Venture capital raised: $912 million
Credit Karma: This financial startup provides free online credit reports and financial management tools for consumers. It has been the subject of IPO speculation for years. Most recently, talk was of a 2018 IPO, until Credit Karma raised a large private placement that pushed back those plans. Early last year, its CEO said the company wasn’t then looking at an IPO. Now chatter is picking back up.
Venture capital raised: $869 million
Snowflake Computing: The startup sells database software that runs in Amazon’s cloud and Microsoft Azure to deliver better storage performance. It has been on a fundraising tear over the past two years. It’s another possible candidate for a direct listing.
Venture capital raised: $923 million
GitLab: This one has become an essential tool for many programmers, thanks to its software development and collaboration tools. The company competes with GitHub, which was acquired by Microsoft.

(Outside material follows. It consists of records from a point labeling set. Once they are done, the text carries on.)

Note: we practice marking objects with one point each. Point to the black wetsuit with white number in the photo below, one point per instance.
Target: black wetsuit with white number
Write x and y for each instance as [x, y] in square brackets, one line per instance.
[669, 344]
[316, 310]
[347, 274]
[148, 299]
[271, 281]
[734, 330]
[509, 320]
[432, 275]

But it has made a broader push into the developer workflow, trying to become what the company describes as a “complete DevOps platform.” Interest in DevOps has landed the company two sizable funding rounds in the last two years.
Venture capital raised: $436 million
Asana: Founded by former Facebook cofounder Dustin Moskovitz, the company develops task management software and has a platform designed to foster collaboration in the enterprise. A kinda, sorta competitor to Slack, as well as Microsoft and Trello, Asana is also looking at a direct listing.
Venture capital raised: $213 million
Instacart: The grocery delivery platform has had an interesting couple of years. Meteoric growth and popularity made it a beloved service for many consumers. But it hit a bump when Amazon acquired Whole Foods and Instacart ended a partnership with the latter. The company pushed on, and one year ago its CEO said an IPO was “on the horizon”. Twelve months later, its IPO prospects are being talked up again.
Venture capital raised: $1.870 billion
Unity: The game development platform has been a perennial IPO candidate for the past several years. Early last year, it looked like it was getting its ducks in a row for an offering in 2020. Then, over the summer, it raised $525 million in a private placement to let insiders sell stock and reduce the pressure to go public. There’s probably a 50-50 chance that Unity will finally get out of the gate this year.
Venture capital raised: $1.3 billion
Rubrik: This company provides a data management platform that helps businesses wrangle information stored in public clouds, on-premise systems, or a hybrid of the two. It’s also exploring a direct listing.